Victoria Montenegro recorda-se de uma infância marcada por arrepiantes conversas à mesa de jantar. Eram ocasiões nas quais o chefe da família, o tenente-coronel Hernán Tetzlaff, relataria as operações militares das quais havia participado, em que "subversivos" haviam sido torturados ou mortos. As conversas sempre se finalizavam com "ele atirando a sua arma sobre a mesa", ela conta.
Foi necessária uma pesquisa incessante feita por um grupo de defesa dos direitos humanos, o resultado de um teste de DNA e quase uma década de superação da negação da própria Montenegro, hoje com 35 anos, para que se tomasse conhecimento de que Tetzlaff não era seu pai nem o herói que ele acreditava ser.
Em vez disso, explica Montenegro, ele foi o homem responsável pela morte de seus verdadeiros pais e por sua adoção ilegal.
Tetzlaff havia confessado seus atos para ela em 2000, diz Montenegro. Mas foi durante o testemunho da garota num julgamento ocorrido na última primavera, que ela finalmente conseguiu lidar com o passado, deixando de lado o nome María Sol, dado a ela por Tetzlaff e sua esposa, depois de terem falsificado sua certidão de nascimento.
Na última fase de testemunhos, o julgamento poderia provar pela primeira vez que os principais líderes militares do país estiveram envolvidos num plano sistemático de roubo de bebês dos ditos inimigos do governo.
Jorge Rafael Videla, que comandou o exército durante a ditadura argentina, permanece acusado de liderar os esforços para tomar bebês das mães presas em centros de detenção clandestinos, oferecendo-os a autoridades militares ou de segurança ou até mesmo a terceiros, com a condição de que os seus novos pais ocultassem suas verdadeiras identidades. Vilela é uma das 11 autoridades em julgamento sob a acusação de ter participado de 35 atos de apropriação ilegal de menores.
O julgamento também está revelando a cumplicidade de civis, incluindo juízes e autoridades da Igreja Católica.

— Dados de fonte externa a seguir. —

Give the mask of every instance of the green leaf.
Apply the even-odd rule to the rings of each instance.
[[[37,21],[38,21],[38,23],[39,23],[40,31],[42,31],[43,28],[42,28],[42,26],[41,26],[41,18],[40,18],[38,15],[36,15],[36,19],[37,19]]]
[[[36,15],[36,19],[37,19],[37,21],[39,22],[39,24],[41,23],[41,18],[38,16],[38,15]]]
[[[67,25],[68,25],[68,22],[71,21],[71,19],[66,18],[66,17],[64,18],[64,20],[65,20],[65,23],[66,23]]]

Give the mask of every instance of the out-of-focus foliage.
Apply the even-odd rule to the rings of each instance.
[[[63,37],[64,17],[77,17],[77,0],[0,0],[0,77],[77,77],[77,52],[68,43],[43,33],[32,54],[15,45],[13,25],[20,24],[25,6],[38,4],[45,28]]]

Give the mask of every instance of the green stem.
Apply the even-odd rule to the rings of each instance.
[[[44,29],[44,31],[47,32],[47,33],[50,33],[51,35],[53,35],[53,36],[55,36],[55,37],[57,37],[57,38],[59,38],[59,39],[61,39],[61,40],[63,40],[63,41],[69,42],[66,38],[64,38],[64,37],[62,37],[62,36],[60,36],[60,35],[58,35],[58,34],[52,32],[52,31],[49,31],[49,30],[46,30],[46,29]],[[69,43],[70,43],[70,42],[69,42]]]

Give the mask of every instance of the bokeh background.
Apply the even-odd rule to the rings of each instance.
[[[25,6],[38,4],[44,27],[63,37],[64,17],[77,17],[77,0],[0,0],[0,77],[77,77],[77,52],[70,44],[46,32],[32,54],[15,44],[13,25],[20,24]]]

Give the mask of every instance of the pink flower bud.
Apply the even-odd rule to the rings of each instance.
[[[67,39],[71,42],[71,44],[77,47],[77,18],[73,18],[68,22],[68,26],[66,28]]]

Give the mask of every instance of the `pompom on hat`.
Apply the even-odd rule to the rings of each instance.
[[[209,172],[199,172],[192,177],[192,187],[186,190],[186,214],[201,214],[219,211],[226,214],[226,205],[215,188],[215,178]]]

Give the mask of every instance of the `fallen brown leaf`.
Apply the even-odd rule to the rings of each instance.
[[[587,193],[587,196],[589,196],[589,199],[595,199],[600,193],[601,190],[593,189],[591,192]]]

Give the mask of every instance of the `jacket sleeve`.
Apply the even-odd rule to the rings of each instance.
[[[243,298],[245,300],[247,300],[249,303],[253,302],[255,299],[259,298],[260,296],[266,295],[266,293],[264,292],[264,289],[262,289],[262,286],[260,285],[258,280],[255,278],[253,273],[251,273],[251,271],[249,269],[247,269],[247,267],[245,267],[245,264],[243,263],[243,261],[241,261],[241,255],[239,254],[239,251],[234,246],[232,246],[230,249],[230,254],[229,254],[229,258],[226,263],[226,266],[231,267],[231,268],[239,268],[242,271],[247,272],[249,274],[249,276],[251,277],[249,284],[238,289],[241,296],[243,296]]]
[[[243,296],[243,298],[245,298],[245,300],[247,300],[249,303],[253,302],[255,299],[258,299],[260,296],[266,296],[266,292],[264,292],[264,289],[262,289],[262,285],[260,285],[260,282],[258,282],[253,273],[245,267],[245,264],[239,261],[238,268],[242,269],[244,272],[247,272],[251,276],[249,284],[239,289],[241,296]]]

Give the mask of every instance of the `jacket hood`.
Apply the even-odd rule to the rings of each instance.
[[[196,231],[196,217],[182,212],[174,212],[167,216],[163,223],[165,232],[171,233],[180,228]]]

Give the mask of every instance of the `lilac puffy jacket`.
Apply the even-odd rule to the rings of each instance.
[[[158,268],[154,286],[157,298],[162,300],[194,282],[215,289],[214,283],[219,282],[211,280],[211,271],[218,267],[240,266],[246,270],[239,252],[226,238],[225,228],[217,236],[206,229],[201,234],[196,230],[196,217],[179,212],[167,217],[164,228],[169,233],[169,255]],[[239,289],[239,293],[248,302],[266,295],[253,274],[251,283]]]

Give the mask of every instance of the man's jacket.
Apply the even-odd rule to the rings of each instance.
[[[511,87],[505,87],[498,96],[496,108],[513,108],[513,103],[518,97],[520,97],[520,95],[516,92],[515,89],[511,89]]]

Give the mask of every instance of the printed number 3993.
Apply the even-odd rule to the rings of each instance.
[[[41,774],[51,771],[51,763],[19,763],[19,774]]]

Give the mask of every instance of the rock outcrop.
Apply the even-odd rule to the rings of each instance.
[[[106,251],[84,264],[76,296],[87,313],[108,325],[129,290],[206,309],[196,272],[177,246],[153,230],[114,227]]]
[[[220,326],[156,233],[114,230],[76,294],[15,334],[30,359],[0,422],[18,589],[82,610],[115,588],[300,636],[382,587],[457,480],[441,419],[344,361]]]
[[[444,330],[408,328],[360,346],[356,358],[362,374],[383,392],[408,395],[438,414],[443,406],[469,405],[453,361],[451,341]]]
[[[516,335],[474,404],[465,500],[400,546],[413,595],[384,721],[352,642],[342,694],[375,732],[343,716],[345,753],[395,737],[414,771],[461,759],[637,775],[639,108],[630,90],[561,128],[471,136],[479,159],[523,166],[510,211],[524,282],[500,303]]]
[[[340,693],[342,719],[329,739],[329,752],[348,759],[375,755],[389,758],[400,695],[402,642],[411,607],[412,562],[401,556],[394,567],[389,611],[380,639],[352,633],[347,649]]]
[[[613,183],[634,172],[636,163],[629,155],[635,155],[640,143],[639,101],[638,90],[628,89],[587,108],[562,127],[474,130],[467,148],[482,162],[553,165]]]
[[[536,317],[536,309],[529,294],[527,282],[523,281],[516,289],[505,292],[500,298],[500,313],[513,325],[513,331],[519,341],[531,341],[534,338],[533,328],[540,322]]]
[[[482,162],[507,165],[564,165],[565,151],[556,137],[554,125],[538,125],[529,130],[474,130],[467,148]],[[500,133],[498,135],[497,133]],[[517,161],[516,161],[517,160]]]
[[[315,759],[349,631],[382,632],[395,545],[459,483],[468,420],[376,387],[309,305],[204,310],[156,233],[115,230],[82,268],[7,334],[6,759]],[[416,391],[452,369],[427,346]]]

A subtração estimada de cerca de 500 bebês foi um dos capítulos mais traumáticos da ditadura militar que dominou a Argentina entre 1976 e 1983. O grande esforço de mães e avós para localizar os seus filhos desaparecidos nunca foi abandonado. Essa foi uma das questões pelas quais os presidentes civis eleitos depois de 1983 não conseguiram perdoar os militares, mesmo depois de lhes ter garantido a anistia por outros crimes cometidos na "guerra suja".
"Mesmo os argentinos que consideraram a anistia um mal necessário relutaram em perdoar os militares nessa questão'', diz José Miguel Vivanco, diretor para as Américas do Human Rights Watch.